Talvez o que se torne decisivo para a força do filme seja justamente construir
seus retratos de graça e de luta contra a aspereza da vida a partir de figuras
um tanto quanto improváveis e banais, algo que sob outra chave Rossellini havia
explorado em seu episódio para o filme O
Amor. Porém, se no caso de Rossellini se busca uma representação do sublime
em uma personagem igualmente marginal, ainda o faz dentro de toda uma moldura
bastante próxima do simbolismo cristão mais explícito. Aqui, pelo contrário,
tudo se efetiva em situações e locais que pouco ou nada remetem a qualquer
evocação de transcendência.
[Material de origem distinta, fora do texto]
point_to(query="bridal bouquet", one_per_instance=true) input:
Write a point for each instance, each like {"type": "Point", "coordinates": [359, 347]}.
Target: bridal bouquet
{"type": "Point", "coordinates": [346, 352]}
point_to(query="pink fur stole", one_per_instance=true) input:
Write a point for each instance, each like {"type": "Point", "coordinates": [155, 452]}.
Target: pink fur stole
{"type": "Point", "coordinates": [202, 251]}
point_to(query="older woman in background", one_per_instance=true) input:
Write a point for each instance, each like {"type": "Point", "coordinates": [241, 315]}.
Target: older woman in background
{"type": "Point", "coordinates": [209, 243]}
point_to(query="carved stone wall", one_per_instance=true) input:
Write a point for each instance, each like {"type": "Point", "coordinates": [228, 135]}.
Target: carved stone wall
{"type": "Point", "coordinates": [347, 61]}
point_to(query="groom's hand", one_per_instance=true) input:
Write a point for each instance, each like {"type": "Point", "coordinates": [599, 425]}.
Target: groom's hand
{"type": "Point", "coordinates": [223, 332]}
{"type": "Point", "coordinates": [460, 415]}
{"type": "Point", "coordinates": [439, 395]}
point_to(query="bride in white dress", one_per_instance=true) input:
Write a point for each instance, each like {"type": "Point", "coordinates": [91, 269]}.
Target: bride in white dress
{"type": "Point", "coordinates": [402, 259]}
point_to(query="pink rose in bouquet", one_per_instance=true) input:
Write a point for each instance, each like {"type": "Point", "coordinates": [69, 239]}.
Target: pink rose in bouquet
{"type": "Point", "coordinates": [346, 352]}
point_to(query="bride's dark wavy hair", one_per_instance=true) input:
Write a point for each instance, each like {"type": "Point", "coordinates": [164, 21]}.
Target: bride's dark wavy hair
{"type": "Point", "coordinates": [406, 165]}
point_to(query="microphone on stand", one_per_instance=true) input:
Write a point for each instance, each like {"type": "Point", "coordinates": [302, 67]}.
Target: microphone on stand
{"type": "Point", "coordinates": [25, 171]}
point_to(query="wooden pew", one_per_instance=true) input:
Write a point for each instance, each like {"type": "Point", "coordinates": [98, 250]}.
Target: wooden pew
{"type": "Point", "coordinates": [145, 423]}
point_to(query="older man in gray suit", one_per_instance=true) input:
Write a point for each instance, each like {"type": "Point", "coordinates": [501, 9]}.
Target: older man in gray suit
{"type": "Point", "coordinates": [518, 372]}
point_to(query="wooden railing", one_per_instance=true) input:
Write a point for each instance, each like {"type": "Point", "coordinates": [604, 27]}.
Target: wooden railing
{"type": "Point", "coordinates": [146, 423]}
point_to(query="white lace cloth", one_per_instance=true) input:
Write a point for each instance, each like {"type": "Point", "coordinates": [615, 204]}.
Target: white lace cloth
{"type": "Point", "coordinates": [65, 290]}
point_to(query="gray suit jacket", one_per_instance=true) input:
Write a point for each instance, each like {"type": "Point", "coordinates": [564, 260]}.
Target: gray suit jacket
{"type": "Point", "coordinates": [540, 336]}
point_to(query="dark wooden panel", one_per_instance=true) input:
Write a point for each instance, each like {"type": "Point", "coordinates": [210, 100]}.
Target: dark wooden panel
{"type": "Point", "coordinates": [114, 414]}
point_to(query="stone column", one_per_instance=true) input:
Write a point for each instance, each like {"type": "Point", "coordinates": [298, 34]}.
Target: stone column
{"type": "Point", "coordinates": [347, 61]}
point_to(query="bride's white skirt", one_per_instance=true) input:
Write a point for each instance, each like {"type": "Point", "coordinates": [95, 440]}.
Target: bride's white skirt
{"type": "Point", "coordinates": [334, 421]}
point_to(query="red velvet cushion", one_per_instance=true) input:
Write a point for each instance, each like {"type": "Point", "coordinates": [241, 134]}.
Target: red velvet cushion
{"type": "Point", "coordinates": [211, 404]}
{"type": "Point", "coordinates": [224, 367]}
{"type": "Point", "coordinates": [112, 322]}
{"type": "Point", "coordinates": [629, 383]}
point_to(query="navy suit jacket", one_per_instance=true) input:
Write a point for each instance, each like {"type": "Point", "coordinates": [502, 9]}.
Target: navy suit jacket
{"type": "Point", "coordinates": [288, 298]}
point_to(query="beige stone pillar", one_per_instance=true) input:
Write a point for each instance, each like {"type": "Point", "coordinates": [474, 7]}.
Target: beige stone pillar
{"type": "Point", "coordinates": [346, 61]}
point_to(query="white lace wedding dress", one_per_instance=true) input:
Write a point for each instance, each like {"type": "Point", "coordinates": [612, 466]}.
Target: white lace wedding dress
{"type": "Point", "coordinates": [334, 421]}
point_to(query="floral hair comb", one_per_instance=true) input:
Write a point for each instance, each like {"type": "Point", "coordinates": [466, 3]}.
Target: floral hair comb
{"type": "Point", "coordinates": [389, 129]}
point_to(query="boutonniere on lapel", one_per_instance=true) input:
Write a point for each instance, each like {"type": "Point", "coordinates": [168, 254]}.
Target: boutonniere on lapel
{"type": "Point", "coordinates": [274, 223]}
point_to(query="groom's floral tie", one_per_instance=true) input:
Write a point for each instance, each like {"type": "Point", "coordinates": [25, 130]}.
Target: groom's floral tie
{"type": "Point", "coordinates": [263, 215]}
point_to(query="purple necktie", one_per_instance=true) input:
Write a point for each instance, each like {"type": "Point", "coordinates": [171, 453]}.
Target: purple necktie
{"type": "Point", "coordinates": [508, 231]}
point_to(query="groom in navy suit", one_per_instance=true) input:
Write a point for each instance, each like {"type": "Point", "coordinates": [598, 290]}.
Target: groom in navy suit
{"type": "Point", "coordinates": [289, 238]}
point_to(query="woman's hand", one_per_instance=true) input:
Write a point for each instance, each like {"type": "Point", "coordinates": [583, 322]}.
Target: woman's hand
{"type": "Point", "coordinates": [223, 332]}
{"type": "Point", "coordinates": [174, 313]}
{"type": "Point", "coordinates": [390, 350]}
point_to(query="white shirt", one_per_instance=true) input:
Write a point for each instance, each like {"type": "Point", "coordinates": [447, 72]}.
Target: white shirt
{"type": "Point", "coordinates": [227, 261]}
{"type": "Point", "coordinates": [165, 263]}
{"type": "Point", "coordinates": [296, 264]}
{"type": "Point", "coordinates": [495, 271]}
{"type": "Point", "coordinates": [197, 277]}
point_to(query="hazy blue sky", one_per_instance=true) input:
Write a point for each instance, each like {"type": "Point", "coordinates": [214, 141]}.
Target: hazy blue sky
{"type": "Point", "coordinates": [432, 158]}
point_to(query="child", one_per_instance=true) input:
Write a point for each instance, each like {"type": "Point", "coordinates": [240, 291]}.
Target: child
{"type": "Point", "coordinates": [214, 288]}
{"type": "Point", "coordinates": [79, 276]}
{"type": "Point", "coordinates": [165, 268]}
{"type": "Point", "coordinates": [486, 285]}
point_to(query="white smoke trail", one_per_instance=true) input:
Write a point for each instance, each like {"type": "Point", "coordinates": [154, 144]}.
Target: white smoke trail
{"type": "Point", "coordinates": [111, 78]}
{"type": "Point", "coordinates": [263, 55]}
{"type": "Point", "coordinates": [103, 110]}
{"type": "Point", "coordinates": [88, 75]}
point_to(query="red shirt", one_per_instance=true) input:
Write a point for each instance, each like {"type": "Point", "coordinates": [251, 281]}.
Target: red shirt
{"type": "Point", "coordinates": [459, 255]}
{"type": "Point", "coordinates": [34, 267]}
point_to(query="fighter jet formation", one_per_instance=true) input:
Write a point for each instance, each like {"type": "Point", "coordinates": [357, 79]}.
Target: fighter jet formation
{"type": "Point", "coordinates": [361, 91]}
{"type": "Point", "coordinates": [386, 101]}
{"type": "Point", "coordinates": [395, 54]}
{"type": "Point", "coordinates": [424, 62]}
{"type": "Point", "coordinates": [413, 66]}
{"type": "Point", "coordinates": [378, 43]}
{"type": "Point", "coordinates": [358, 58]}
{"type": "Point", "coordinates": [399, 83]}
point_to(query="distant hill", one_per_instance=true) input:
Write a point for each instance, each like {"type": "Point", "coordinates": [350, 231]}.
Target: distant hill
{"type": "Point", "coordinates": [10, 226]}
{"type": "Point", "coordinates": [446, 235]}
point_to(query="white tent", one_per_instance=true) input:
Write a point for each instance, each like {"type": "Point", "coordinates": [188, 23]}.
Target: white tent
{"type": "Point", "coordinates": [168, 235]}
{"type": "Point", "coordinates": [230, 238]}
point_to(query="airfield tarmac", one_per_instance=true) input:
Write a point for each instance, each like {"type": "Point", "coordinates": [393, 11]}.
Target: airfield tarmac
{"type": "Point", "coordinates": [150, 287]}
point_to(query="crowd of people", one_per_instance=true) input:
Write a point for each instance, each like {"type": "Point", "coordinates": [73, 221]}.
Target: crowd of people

Wiazemski, descoberta para o cinema pelo cineasta,
tornar-se-ia uma figura recorrente na produção autoral da década de 1960,
trabalhando com nomes como Pasolini (em Teorema
e, principalmente, Pocilga) e Godard
(A Chinesa, Vento do Leste). Prêmio OCIC no Festival de Veneza. Argos/Athos
Film/Parc Film/Svensk Filmindustri AB/Svenska Filminstitutet. 95 minutos.